A remarkable moment in history for observers is witnessing dictators being caught off guard. This pattern has been repeated throughout time: dictators always consider their downfall impossible. From Mussolini and Hitler to Ceaușescu, Saddam Hussein, Ben Ali, and Gaddafi, none could foresee their grim fate, even a day before their regimes collapsed.
Dictators share common traits that inevitably lead to their demise:
1. They fail to learn from the history and downfall of other dictators.
2. They surround themselves with sycophants and lowly individuals, who are the first to abandon them in times of crisis.
3. They have an unhealthy and delusional belief in their own invincibility.
Now, Bashar al-Assad, another dictator, has been consigned to the graveyard of history, marking the end of the Assad family’s 50-year rule over Syria. According to media reports, Bashar al-Assad has fled Syria, though his destination remains unknown. Syria’s military and security forces refused to defend him or confront his opponents.
Bashar al-Assad and Syria’s Ba’ath Party established one of the most ruthless regimes in the Middle East. To cling to power, Assad unleashed a bloodbath and committed atrocities that defy the limits of language and imagination.
Born on September 11, 1965, Bashar al-Assad came to power in 2000 after the death of his father, Hafez al-Assad, in a fraudulent and staged election that granted him “lifetime presidency.” Initially, his elder brother, Basil al-Assad, was designated to succeed their father, but Basil died in a car accident in 1994. At the time of his father’s death, Bashar was studying ophthalmology in London. He abandoned his studies and returned to Damascus.
Many Syrians hoped that Bashar al-Assad, having experienced life in a free and democratic European country, would initiate wide-ranging political reforms and steer Syria toward democracy.
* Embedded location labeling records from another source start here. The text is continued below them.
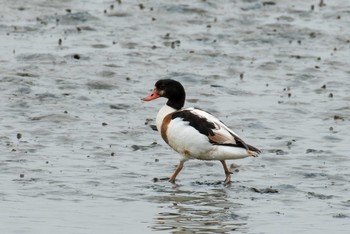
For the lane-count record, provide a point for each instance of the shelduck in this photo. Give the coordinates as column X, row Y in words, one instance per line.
column 194, row 133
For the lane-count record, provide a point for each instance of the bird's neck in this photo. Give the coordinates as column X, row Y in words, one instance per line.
column 164, row 111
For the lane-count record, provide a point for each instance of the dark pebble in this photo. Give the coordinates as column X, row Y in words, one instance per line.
column 269, row 3
column 338, row 117
column 154, row 127
column 266, row 190
column 155, row 179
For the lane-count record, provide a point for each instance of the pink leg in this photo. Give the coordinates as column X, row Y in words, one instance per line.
column 177, row 171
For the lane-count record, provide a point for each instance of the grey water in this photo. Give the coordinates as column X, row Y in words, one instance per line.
column 78, row 154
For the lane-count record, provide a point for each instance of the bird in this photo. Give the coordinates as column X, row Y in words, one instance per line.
column 195, row 133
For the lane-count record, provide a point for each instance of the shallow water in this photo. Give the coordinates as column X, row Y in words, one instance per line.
column 78, row 152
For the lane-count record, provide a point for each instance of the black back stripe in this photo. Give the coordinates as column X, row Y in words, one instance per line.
column 201, row 124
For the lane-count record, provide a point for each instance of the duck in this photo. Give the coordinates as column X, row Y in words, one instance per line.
column 195, row 133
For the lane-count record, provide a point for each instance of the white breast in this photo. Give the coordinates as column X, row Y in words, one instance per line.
column 164, row 111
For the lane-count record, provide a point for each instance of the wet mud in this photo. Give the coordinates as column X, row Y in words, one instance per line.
column 79, row 153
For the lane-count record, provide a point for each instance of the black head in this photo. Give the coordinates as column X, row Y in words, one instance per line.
column 173, row 91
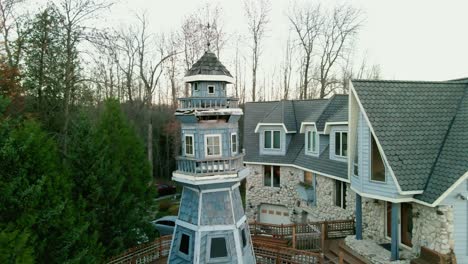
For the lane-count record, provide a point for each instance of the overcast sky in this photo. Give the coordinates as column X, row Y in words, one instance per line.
column 409, row 39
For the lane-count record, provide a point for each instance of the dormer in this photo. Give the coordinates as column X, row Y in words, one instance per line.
column 311, row 138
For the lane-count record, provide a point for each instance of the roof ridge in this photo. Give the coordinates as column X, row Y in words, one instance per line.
column 431, row 173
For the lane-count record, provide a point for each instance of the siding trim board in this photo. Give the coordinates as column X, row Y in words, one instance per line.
column 298, row 167
column 384, row 157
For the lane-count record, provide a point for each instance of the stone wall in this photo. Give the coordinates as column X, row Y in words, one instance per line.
column 284, row 195
column 433, row 228
column 287, row 195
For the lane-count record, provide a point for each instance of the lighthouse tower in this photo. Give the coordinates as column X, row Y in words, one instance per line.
column 211, row 226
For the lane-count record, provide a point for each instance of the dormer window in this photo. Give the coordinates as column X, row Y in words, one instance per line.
column 311, row 141
column 272, row 139
column 210, row 89
column 341, row 144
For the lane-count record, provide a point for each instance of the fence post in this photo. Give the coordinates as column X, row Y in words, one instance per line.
column 294, row 236
column 324, row 234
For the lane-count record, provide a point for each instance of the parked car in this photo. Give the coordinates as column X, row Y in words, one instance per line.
column 165, row 225
column 165, row 189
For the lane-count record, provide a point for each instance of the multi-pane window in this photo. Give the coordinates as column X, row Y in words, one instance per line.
column 233, row 143
column 218, row 248
column 184, row 244
column 210, row 89
column 377, row 165
column 271, row 176
column 311, row 141
column 341, row 144
column 189, row 145
column 340, row 194
column 213, row 145
column 272, row 139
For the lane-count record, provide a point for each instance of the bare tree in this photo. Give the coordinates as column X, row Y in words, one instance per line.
column 151, row 67
column 256, row 13
column 11, row 30
column 337, row 35
column 75, row 14
column 307, row 22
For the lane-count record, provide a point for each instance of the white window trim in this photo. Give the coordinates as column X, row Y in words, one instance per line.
column 193, row 145
column 317, row 144
column 271, row 176
column 214, row 88
column 237, row 144
column 272, row 139
column 208, row 250
column 180, row 253
column 340, row 132
column 343, row 198
column 220, row 145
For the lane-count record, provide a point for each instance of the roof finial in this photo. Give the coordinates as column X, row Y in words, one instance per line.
column 208, row 37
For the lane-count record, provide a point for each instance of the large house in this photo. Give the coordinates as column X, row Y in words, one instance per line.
column 408, row 164
column 297, row 153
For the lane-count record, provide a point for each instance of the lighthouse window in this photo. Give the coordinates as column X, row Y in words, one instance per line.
column 189, row 145
column 218, row 247
column 210, row 89
column 184, row 244
column 213, row 145
column 234, row 143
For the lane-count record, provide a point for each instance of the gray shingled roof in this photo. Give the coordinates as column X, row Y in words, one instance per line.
column 208, row 64
column 414, row 123
column 293, row 112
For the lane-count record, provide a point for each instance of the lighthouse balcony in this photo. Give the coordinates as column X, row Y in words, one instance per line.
column 209, row 167
column 208, row 102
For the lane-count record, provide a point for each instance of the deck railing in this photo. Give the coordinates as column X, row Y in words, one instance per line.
column 208, row 167
column 145, row 253
column 208, row 102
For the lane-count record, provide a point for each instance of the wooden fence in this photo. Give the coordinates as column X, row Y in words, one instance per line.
column 145, row 253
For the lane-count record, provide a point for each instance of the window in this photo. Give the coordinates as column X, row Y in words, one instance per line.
column 340, row 194
column 210, row 89
column 356, row 157
column 233, row 143
column 184, row 244
column 244, row 238
column 189, row 145
column 271, row 176
column 218, row 248
column 308, row 178
column 272, row 139
column 311, row 141
column 213, row 145
column 341, row 144
column 377, row 165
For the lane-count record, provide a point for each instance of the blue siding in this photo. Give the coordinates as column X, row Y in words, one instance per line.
column 220, row 89
column 282, row 150
column 332, row 142
column 188, row 211
column 460, row 221
column 363, row 182
column 199, row 133
column 237, row 204
column 216, row 209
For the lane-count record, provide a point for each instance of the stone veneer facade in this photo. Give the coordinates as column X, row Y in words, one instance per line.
column 432, row 227
column 288, row 196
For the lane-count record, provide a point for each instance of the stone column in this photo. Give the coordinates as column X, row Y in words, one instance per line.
column 358, row 217
column 395, row 236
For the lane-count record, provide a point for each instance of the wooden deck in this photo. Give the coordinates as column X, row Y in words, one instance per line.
column 290, row 244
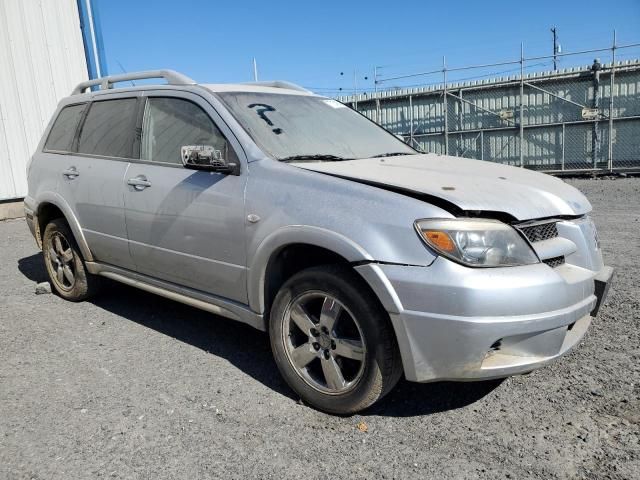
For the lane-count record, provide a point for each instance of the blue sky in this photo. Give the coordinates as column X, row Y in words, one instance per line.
column 311, row 43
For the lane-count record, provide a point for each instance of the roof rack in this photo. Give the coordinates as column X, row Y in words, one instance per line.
column 280, row 84
column 172, row 77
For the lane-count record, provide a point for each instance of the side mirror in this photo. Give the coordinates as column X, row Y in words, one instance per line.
column 206, row 157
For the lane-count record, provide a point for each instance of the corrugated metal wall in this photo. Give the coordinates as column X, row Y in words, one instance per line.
column 41, row 59
column 482, row 119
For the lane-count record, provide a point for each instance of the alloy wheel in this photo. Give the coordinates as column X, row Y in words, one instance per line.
column 324, row 343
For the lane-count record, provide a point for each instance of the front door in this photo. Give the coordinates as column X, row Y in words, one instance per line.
column 186, row 226
column 90, row 175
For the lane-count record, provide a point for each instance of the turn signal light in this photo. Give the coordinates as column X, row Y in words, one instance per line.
column 440, row 239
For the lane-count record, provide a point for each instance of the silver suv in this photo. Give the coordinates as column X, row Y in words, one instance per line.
column 363, row 259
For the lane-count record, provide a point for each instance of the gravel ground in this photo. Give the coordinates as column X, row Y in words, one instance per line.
column 131, row 385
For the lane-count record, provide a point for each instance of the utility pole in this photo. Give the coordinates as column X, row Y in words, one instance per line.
column 555, row 47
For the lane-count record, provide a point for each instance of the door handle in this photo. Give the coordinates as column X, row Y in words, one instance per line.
column 71, row 173
column 139, row 183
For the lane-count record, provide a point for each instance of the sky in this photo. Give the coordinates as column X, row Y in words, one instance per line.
column 322, row 44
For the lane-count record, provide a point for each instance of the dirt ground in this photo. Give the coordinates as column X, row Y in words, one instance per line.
column 131, row 385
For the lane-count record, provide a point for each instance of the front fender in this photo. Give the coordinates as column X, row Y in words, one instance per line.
column 55, row 199
column 289, row 235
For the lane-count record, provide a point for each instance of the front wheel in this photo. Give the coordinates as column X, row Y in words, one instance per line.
column 333, row 341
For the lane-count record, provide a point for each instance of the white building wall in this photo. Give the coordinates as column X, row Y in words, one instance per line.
column 41, row 60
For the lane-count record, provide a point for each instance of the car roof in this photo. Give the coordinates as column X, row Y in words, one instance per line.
column 253, row 88
column 175, row 79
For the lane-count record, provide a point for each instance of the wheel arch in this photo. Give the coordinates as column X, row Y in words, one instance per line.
column 320, row 246
column 51, row 205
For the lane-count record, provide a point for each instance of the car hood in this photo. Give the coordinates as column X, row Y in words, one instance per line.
column 470, row 185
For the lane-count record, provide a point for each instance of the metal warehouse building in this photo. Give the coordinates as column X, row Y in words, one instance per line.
column 46, row 48
column 584, row 119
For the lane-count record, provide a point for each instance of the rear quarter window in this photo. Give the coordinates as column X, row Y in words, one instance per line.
column 64, row 128
column 108, row 129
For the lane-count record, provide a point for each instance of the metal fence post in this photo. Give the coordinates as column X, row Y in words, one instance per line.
column 563, row 138
column 411, row 119
column 445, row 110
column 521, row 104
column 613, row 76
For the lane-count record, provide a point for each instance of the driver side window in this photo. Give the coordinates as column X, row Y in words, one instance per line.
column 171, row 123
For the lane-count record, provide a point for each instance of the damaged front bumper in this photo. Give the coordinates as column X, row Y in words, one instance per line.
column 457, row 323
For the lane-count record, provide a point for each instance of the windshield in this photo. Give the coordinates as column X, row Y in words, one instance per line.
column 300, row 127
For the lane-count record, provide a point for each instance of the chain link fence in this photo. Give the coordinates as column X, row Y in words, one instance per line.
column 578, row 119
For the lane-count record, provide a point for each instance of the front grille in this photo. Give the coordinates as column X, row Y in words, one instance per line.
column 554, row 262
column 540, row 231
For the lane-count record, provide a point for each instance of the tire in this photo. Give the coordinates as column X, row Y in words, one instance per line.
column 65, row 265
column 333, row 341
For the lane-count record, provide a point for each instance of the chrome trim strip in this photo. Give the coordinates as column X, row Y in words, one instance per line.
column 180, row 294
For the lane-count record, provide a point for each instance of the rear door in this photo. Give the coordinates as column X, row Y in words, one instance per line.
column 186, row 226
column 91, row 175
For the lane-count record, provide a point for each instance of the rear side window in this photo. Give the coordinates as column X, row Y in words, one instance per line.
column 108, row 129
column 64, row 128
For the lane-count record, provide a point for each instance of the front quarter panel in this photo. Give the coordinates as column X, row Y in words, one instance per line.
column 358, row 222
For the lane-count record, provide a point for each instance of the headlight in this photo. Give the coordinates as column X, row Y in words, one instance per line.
column 476, row 242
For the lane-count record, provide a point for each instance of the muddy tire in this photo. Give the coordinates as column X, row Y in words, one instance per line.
column 333, row 341
column 67, row 272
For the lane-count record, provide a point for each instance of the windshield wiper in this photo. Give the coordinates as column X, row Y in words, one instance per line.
column 392, row 154
column 314, row 157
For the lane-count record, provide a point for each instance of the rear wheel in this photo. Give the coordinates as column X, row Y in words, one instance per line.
column 332, row 340
column 64, row 264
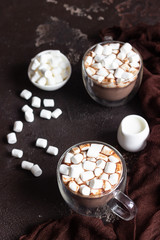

However, not only did this fail to materialize, but Bashar al-Assad became one of the most callous dictators in the Middle East, with the blood of tens of thousands of Syrians weighing heavily on his conscience.
Following the fall of Bashar al-Assad’s regime, The New York Times reported that Iranian diplomats and citizens had fled Syria. Some returned to Tehran by plane, while others crossed land borders to Lebanon, Iraq, or the port of Latakia.
Today, the world is more hostile than ever toward dictators. Not long before the Syrian uprising, Bashar al-Assad claimed that the wave of unrest sweeping Arab countries would never reach Syria because “the Syrian people are satisfied with their situation.”
But history has once again shown that those who fail to learn from the past are doomed to repeat it. A regime may be seized by the sword, but it cannot be maintained by it.